For patrons preferring an alternative to fish, Villa Peru’s kitchen offers a bountiful selection of meat (chicken, beef, lamb, pork), plus salads and vegetarian options. “We take pride in serving the highest quality, organic food available,” Frida Hunt proudly explained.
The restaurant’s Lomo Saltado is a special delight: Angus beef tenderloin, stir-fried with onions and tomatoes and flavored with a light, gluten-free soy sauce (evidence of the considerable Asian influence on Peruvian cuisine). The dish is served alongside a fanciful, mini-Inca pyramid of white garlic rice and a side of plump, crisp Yukon Gold fries.
Thousands of spuds
Those of us North Americans, accustomed to a usual selection of white, red, sweet, or russet potatoes, may be surprised to learn that there are 4,000 — yes, that really is four thousand — varieties of potatoes native to and grown in Peru. In fact, culinary historians believe that the world’s first domesticated potatoes originated in an extensive geographic region — most of which is now under the Peru flag — as long as 10,000 years ago.
Native Andean highland spuds come in virtually every shape, color, and taste imaginable, and traditional Peruvian restaurants worldwide, like Villa Peru, painstakingly import a myriad of varieties from the homeland.
Peruvian cuisine: a culinary synthesis
Peru is often called the home of fusion cuisine — less because of the merger of multiple national cuisines by experimental chefs like Wolfgang Puck or the legendary Richard Wing, who combined French and Asian food ingredients — than by a natural, centuries-long integration of many cultural components.
Peruvian food evolved over hundreds of years, starting with ingredients farmed or gathered by Incas and other indigenous people — including potatoes, corn, and chilies, and, of course, fish. Added to these natural staples were substantial ingredients introduced by Spanish conquistadors and other European explorers, and later, from those arriving from Africa and Asia.
These culinary building blocks accumulated through the centuries to create what is a singularly remarkable national cuisine.

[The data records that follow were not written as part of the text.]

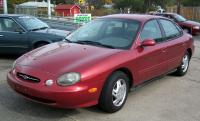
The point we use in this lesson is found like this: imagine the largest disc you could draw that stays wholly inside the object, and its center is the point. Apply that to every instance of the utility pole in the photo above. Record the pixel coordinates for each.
(178, 6)
(5, 7)
(49, 8)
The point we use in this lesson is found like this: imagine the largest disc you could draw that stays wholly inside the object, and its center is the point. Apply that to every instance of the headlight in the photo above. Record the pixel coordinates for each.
(69, 79)
(196, 27)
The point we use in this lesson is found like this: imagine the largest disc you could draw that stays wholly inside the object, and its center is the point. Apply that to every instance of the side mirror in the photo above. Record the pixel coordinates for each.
(148, 42)
(19, 30)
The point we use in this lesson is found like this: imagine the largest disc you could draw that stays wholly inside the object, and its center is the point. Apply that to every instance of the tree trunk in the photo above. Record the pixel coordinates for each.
(178, 6)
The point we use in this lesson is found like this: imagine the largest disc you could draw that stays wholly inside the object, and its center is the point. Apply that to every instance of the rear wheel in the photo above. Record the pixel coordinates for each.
(183, 68)
(114, 93)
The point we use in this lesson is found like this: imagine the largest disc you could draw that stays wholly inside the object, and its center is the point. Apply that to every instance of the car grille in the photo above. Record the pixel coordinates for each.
(28, 78)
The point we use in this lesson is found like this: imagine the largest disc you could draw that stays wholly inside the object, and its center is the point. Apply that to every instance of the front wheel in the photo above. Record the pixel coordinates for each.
(183, 68)
(114, 93)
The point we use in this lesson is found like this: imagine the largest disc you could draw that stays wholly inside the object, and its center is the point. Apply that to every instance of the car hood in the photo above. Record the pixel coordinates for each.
(62, 57)
(191, 23)
(54, 32)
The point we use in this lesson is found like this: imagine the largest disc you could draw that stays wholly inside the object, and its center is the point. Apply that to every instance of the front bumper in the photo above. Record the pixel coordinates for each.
(62, 97)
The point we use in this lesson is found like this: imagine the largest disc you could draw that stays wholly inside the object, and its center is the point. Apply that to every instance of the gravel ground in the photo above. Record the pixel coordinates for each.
(167, 99)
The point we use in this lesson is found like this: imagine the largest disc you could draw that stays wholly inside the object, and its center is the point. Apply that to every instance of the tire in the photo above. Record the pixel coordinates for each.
(187, 30)
(183, 68)
(114, 93)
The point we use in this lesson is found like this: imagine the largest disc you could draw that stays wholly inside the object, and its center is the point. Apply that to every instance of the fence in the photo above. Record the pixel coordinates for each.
(188, 12)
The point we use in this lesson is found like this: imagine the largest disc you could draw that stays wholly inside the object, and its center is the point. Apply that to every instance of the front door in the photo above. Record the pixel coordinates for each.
(152, 60)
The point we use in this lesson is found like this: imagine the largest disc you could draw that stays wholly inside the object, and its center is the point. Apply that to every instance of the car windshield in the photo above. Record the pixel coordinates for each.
(179, 18)
(32, 23)
(110, 33)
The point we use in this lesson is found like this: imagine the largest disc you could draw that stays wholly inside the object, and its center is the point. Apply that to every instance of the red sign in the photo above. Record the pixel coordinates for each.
(1, 3)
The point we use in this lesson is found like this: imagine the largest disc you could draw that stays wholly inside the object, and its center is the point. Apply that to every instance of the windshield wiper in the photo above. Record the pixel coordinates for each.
(39, 28)
(94, 43)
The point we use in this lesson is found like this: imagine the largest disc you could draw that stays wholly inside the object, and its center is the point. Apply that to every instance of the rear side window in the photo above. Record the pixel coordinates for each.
(170, 29)
(151, 30)
(8, 25)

The menu at Villa Peru reflects this culinary synthesis. It is extensive, running a full six pages, and eclectic. When asked whether the restaurant’s food is entirely authentic Peruvian or, at least in part, an Americanization of what one might find in a fine dining room in Lima, Chef Salazar, himself born in a remote region of the majestic Andes mountains, is quick to reply, “¡La cosa real!” — it is the “real thing.”
Guests, whether new to the restaurant or already South American food aficionados, offer up pisco sour toasts to internationally-acclaimed Peruvian cuisine on our very own doorstep.
Location and hours
Villa Peru is located at 1745 E. River Rd., Ste. 165 in Joesler Village. It’s open from 11 a.m. – 9 p.m., Monday through Thursday, and 11 a.m. – 10 p.m., Friday and Saturday.